I was listening to John Safran and Father Bob, a podcast of their sunday night radio show. They interviewed a dodgy chap from the US (Kevin MacDonald, prof of psychology at California State University), an evolutionary psychologist who seemed to be advocating more solid racial identity for white people in the US. He talked a bit about ingroups and outgroups, and seemed to assume that people just divide up based on race. He talked particularly about how we favour those who look like us. (btw please don’t associate me with this fellow’s views, yuck)
I’m a bit of a bleeding lefty, hey, but I think we really do favour those who look like us, and I like the evolutionary psych idea that we evolved to do this. But why did we? It’s a bit shit, after all. It’d be good to understand it a bit more. Some thoughts:
– First, we are talking about people we don’t really know when talking ingroup vs outgroup discrimination. We judge people that we know based on experience with them, it seems to override other factors.
– We behave differently toward people (that we don’t know) in our perceived ingroup, vs those in outgroups.
– We define these ingroups via all kinds of unsubtle cues; skin colour, language (+accent!), clothing styles, etc. We prefer those cues that we share.
– I think its about our theory of mind.
– These groups are about establishing trust. Trust is largely about behaviour prediction, trusting someone means thinking they will do what you think they will do
– A random stranger is very hard to get inside the head of. Who knows what their values & beliefs are? So how can you predict their behaviour? So how can you trust them?
– So the default position (for random strangers) is low trust.
– The default position is necessary, but not optimal; you can only have relatively impoverished dealings with others on a low trust basis
– But you can also trust someone a bit more who you don’t know, if you are reasonably assured that they share your values/beliefs/culture. You can make workable hypotheses about their behaviour, based on your knowledge of yourself.
– You can quickly identify shared values/beliefs/culture via the unsubtle cues listed above (skin colour, language, clothing, others?).
– So I think that explains why humans seem to have a universal need for ingroup vs outgroup, even though the actual makeup of those groups, and ways of identifying them, vary so widely. Ingroups are for quickly identifying people who share your mental architecture.

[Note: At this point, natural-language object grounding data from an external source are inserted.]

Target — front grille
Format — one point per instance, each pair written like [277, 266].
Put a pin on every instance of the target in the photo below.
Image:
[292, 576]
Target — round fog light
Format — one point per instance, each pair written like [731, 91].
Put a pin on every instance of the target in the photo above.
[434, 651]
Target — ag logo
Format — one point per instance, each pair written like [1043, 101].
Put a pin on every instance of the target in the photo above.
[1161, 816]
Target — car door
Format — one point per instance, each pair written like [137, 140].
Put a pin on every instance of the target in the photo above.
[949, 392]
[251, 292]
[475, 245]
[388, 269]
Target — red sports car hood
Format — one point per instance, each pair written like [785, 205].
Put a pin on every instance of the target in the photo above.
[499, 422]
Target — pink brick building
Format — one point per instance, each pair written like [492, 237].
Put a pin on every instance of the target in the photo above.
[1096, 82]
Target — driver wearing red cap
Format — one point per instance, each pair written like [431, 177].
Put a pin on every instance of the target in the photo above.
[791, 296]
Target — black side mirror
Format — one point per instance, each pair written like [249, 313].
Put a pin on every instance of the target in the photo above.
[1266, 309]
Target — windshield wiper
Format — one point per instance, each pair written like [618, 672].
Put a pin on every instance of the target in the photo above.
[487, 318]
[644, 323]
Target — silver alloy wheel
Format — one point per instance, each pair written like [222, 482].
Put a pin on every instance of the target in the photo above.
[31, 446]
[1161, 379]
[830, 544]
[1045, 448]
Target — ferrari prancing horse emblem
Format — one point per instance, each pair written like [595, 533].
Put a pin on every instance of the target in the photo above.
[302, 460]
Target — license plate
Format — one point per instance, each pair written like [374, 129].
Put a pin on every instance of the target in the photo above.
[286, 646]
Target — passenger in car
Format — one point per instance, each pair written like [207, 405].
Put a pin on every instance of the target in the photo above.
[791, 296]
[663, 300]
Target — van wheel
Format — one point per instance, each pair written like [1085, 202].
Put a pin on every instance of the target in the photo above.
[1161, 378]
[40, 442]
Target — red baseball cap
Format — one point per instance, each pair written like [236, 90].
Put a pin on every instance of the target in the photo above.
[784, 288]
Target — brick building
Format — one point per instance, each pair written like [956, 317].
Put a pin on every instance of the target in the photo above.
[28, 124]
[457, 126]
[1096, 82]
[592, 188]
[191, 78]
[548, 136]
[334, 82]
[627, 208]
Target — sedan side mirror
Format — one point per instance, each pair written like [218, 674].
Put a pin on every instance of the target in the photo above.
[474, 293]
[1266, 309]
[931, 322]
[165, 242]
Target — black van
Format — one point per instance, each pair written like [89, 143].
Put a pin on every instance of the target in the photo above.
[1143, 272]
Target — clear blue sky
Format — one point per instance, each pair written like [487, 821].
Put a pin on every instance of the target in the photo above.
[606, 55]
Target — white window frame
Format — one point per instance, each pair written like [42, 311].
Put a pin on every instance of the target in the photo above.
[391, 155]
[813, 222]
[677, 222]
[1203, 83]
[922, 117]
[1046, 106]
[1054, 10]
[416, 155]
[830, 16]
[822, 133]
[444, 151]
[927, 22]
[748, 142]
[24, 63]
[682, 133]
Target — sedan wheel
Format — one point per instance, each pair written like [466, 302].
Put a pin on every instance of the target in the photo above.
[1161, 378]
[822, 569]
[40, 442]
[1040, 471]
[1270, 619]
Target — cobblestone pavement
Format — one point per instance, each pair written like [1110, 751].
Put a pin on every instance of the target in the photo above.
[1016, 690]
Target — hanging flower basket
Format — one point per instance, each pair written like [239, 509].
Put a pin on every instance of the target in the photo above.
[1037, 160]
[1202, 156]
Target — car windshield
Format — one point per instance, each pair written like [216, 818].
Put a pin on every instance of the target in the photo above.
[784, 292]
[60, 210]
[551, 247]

– I think political conservatives have a narrow ingroup (eg: people who speak my language and look racially like me). This means an approach of generally not trusting people, only the few that match the ingroup definition. Discrimination against other people isn’t seen as all that bad (they are outgroupers after all). Also as the unsubtle cue rules only apply to people you don’t know, you can see conservative types making general negative statements about certain outgroups, while also being very personally friendly to those in that outgroup whom they actually know.

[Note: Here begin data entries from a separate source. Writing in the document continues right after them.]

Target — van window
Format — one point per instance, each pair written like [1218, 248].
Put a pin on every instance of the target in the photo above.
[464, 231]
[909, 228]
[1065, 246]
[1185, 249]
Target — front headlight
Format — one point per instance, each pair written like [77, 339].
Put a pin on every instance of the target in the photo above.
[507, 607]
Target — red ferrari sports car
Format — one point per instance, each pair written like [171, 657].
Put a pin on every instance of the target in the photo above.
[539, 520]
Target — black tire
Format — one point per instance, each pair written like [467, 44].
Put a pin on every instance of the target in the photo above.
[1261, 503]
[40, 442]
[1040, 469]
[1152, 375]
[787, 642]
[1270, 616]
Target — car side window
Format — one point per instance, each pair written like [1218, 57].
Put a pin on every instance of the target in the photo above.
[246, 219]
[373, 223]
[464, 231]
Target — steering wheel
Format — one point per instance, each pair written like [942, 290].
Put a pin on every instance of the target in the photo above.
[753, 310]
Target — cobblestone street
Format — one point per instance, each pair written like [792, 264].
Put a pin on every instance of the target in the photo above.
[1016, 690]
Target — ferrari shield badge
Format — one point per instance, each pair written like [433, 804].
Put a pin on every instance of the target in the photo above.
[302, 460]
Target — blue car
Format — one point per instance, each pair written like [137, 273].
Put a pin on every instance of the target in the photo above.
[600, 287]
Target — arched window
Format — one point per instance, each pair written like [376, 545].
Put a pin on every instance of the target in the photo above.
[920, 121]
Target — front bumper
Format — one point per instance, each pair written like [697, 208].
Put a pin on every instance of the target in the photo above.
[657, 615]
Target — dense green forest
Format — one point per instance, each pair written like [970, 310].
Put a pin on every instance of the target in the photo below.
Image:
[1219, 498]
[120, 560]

– I think political liberals try to have a very broad ingroup (and try to include everyone). That means an approach generally trusting of people, and an aversion to discriminating against people (as those discriminated against are in the ingroup and need protection). I think an all-inclusive ingroup has the unfortunate side effect of scaling poorly, meaning people can either give too much of themselves, or that they make generally positive statements about everyone, but then maybe show less generosity personally to people.